DOI

10.17077/etd.nwx1-l79t

Document Type

Thesis

Date of Degree

Spring 2019

Degree Name

MS (Master of Science)

Degree In

Electrical and Computer Engineering

First Advisor

Garvin, Mona K.

First Committee Member

Jacob, Mathews

Second Committee Member

Baek, Stephen

Abstract

The optic nerve head is the location in the rear of the eye where the nerves exit the eye towards the brain. Swelling of the optic nerve head (ONH) is most accurately quantitatively assessed via volumetric measures using 3D spectral-domain optical coherence tomography (SD-OCT). However, SD-OCT is not always available as its use is primarily limited to specialized eye clinics rather than in primary care or telemedical settings. Thus, there is still a need for severity assessment using more widely available 2D fundus photographs.

In this work, we propose machine-learning methods to locally estimate the volumetric measurements (akin to those produced by 3D SD-OCT images) of the optic disc swelling at each pixel location from only a 2D fundus photograph as the input. For training purposes, a thickness map of the swelling (reflecting the distance between the top and bottom surfaces of the ONH and surrounding retina) as measured from SD-OCT at each pixel location was used as the ground truth. First, a random-forest classifier was trained to output each thickness value from local fundus features pertaining to textural and color information. Eighty-eight image pairs of ONH-centered SD-OCT and registered fundus photographs from different subjects with optic disc swelling were used for training and evaluating the model in a leave-one-subject-out fashion.

Comparing the thickness map from the proposed method to the ground truth via SD-OCT, a root-mean-square (RMS) error of 1.66 mm³ for the entire ONH region was achieved, and Spearman's correlation coefficient was R= 0.73. Regional volumes for the nasal, temporal, inferior, superior, and peripapillary regions had RMS errors of 0.64 mm³, 0.61 mm³, 0.74 mm³, 0.71 mm³, and 1.30 mm³, respectively, suggesting that there is enough evidence in a singular color fundus photograph to estimate local swelling information.

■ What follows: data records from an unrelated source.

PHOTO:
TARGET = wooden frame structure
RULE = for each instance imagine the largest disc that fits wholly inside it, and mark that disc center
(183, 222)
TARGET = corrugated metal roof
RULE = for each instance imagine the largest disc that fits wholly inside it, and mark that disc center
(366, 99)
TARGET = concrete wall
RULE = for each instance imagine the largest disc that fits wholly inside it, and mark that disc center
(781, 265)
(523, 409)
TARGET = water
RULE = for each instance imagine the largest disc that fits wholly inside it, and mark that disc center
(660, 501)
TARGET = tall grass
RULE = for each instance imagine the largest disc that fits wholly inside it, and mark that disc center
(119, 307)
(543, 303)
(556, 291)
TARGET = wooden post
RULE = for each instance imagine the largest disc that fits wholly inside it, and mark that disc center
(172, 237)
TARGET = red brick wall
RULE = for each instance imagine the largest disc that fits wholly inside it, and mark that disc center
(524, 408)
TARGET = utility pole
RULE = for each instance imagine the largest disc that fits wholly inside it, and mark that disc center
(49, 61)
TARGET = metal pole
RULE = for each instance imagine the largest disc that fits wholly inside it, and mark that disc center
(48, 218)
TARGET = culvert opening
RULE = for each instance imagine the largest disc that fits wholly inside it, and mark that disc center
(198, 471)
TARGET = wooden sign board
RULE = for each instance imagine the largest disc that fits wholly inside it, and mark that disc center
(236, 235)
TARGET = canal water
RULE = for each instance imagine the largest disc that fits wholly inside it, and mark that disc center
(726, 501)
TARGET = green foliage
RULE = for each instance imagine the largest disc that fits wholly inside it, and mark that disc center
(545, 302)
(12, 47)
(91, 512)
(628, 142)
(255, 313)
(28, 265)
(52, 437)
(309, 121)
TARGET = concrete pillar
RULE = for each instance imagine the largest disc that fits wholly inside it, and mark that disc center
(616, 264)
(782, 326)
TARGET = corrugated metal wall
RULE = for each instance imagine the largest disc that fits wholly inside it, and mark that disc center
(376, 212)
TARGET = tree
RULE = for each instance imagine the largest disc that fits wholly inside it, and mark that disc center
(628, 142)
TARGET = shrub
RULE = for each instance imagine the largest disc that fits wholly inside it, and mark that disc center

Because of the recent success of deep-learning methods in imaging domains, a convolutional neural network was also trained using the same data as was used with the random forest classifier. Because training data is used to help fine tune model parameters for deep learning, a subset of twelve randomly selected patients was strictly withheld from the training process to be used for testing. Comparing the prediction results on the withheld data with the OCT ground truth, we achieved a root-mean-square (RMS) error of 2.07 mm³ for the entire ONH region. Regional volumes for the nasal, temporal, inferior, superior, and peripapillary regions had RMS errors of 0.75 mm³, 0.82 mm³, 0.85 mm³, 0.91 mm³, and 1.62 mm³, respectively. Although the errors are slightly higher than those from the random forest model, the test dataset was smaller as we could not use a leave-patient-out validation approach and this may not be representative of the whole dataset since results were not averaged as before. It is also known that deep learning models require larger training datasets to achieve similar results to traditional machine-learning methods. For these reasons, and the fact that the errors were close to those of traditional methods, we believe deep learning approaches for estimating local retinal thickness in cases of optic disc swelling still holds promise with larger datasets.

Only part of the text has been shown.